Raising The Left From The Dead

LONDON: Victory by the Labour Party in the British election is an historic event, whose implications will spread far beyond Europe. It reminds us that in a democracy no ideology or party can ever take success for granted.

Under Margaret Thatcher, Britain's Conservatives secured a seemingly unbreakable grip on power, dominating political and economic debate. In fact, Conservatives have ruled Britain for 70 out of the last 100 years, almost the same proportion of this century that the Communists ruled Russia. Such was the confidence in the Conservatives' political monopoly that, after the last elections, many commentators doubted whether a Labour government would ever be returned to office. Five years later, the same question is being asked about the tattered, demoralised Conservatives, who seem on the verge of a party split which could condemn them to opposition for decades. Shattering political monopolies is what democracy is all about.
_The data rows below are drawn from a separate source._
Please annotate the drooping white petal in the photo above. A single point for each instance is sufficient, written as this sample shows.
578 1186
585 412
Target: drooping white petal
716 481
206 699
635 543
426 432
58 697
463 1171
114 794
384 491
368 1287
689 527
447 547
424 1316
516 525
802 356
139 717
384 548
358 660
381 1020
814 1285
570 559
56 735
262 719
A second lesson from Britain is that politics is not always driven by economics. This election has proved that a booming economy is not enough to assure a government of re-election or even protect it from electoral catastrophe. As the Conservatives' unpopularity plumbed depths never before recorded in the public opinion polls, cynics in Britain said that people might talk from their hearts, but vote from their wallets. They might tell pollsters they were prepared to pay higher taxes for better public services and a more compassionate attitude to the poor. But in the end they would do exactly what they had done in each of the previous four elections - vote for a Party which proclaimed "every man for himself".